Opening: Saturday, Oct 21, 2023 12 – 4 pm
Saturday, Oct 21 – Dec 21, 2023

2320 W. Chicago Ave.
Chicago, IL 60622

The Ukrainian Institute of Modern Art is proud to present Don’t Close Your Eyes, a collection of work by 26 artists responding to the war in Ukraine. How do artists depict war? It is one thing to photograph the scene before you, but another to sift through information at a distance. The brutal irrationality of violence, and destruction. How does one convey the massacre in Bucha through a drawing that impacts the audience? What forms, colors, images does the artist use?

Some of the artists represented in this room, such as Inga Levi, have been documentarians of the daily events that come with war. Inga, who worked on/created comic books, adapted the specialized style to her depictions of the war, as her complex, layered compositions evoke curiosity in the viewer. Halyna Andrusenko has turned to a meditative depiction of monuments in Lviv, which are draped in cloth to be protected from falling bombs. Halyna also created a video in which she wraps her parents in cloth as an act of protection. Rydoslav Riaboshtan bases his spontaneous graphite drawings on the instruments of war and the scenes of battlefields by referencing photographs of the conflict. Danylo Movchan, an icon painter by practice, juxtaposes vibrant colors with tragic imagery to create the conflict of emotions evoked when listening to Chopin’s Prelude in D-flat Major, Op 23: No 15 “Raindrop”. Ilya Yarov seduces and horrifies us in his painting “Tulips.” We see helicopters in the distance from the perspective of a bed of colorful tulips to remind us of the beauty and fragility of all living things.

It is difficult to not react to the raw emotion of Valeriia “T” Rybchenko';s self portrait "Loud" swallowing a tank. Ksenia Datsiuk uses her body and face to portray the heavy emotions and anxiety that settles into our beings/bodies when we think about the war. Evgen Klimenko captures the immediate shock of viewing destroyed building in his sketches. Olga Zaremba’s “Mutilated” depicts a pink deer that is wounded and looking at us with helpless dark eyes. Rostyslav Luzhetskyy’s pinkish red painting “Anxious City” conveys a feeling of wounded flesh, with dark gashes reminding us of all the suffering people have endured during the war. Olena Shtepura’s weeping women transform classical paintings into dissolving images that change before our eyes into sorrowful images. Natalie Kursonova’s series of ”vytinanki” (cut-outs) are inspired by traditional Ukrainian paper cutting folk art. At the beginning of the war, she started making vytynanky firanky (cut out curtains) because the artist said she” could no longer draw, just cut due to the constant bombing all over Ukraine.”

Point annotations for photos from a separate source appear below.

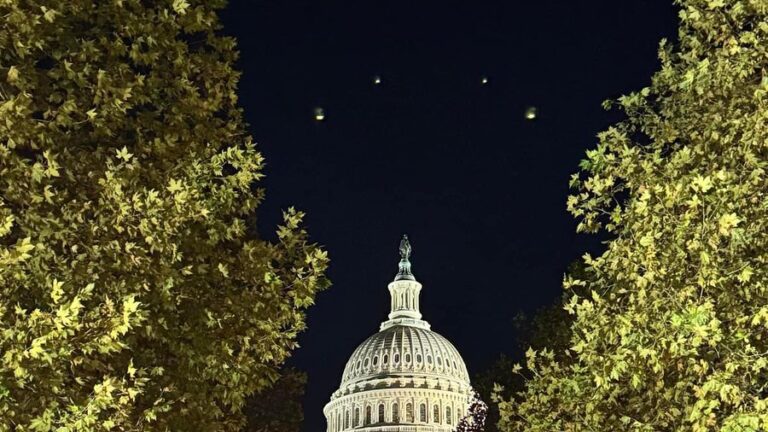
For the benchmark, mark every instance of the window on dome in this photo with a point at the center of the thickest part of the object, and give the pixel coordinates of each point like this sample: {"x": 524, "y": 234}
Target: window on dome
{"x": 368, "y": 415}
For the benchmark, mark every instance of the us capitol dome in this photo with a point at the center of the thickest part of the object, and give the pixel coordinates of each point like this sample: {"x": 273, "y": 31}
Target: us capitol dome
{"x": 405, "y": 378}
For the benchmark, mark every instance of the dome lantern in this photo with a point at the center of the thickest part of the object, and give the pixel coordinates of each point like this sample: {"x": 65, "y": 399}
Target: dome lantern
{"x": 404, "y": 292}
{"x": 405, "y": 377}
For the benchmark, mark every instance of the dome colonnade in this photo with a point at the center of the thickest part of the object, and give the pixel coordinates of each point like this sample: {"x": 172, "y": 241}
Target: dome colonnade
{"x": 405, "y": 378}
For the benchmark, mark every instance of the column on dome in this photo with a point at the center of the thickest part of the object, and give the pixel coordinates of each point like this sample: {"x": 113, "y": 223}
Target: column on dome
{"x": 404, "y": 292}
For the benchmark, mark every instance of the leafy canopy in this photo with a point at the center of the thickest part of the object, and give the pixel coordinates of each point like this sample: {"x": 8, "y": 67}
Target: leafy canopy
{"x": 133, "y": 295}
{"x": 673, "y": 335}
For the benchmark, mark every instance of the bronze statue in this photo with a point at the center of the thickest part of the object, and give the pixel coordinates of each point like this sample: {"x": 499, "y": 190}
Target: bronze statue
{"x": 405, "y": 248}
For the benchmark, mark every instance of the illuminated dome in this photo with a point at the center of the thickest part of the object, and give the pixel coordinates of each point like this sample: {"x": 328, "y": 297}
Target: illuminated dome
{"x": 404, "y": 375}
{"x": 401, "y": 350}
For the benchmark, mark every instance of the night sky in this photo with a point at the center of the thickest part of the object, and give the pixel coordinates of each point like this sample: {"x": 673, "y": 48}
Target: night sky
{"x": 433, "y": 152}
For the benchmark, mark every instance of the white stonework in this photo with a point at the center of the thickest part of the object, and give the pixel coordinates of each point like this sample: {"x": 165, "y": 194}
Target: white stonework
{"x": 405, "y": 378}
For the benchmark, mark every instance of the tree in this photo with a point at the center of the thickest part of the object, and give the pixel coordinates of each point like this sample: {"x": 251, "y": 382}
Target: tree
{"x": 548, "y": 327}
{"x": 673, "y": 333}
{"x": 133, "y": 295}
{"x": 474, "y": 419}
{"x": 278, "y": 408}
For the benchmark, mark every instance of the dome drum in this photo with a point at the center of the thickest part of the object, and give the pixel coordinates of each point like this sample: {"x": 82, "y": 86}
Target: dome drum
{"x": 406, "y": 377}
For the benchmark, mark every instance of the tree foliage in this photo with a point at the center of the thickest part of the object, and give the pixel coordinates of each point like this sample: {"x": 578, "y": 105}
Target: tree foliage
{"x": 673, "y": 334}
{"x": 132, "y": 294}
{"x": 474, "y": 419}
{"x": 549, "y": 327}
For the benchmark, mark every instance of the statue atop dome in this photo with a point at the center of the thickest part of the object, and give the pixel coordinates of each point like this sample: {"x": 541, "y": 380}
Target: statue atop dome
{"x": 405, "y": 248}
{"x": 405, "y": 376}
{"x": 404, "y": 268}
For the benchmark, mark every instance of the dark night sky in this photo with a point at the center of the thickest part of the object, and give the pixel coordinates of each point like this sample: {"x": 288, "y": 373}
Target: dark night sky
{"x": 433, "y": 153}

Artists present to us their view of reality, which is necessarily different from what soldiers and other victims of war have experienced. Each artist’s perspective and method of artistic communication is unique. Each piece tells its own story. Each is an attempt by the artist to touch viewers like you, thousands of miles from where these events continue to unfold. They are asking you to stand with them. In return, they promise to stand with you.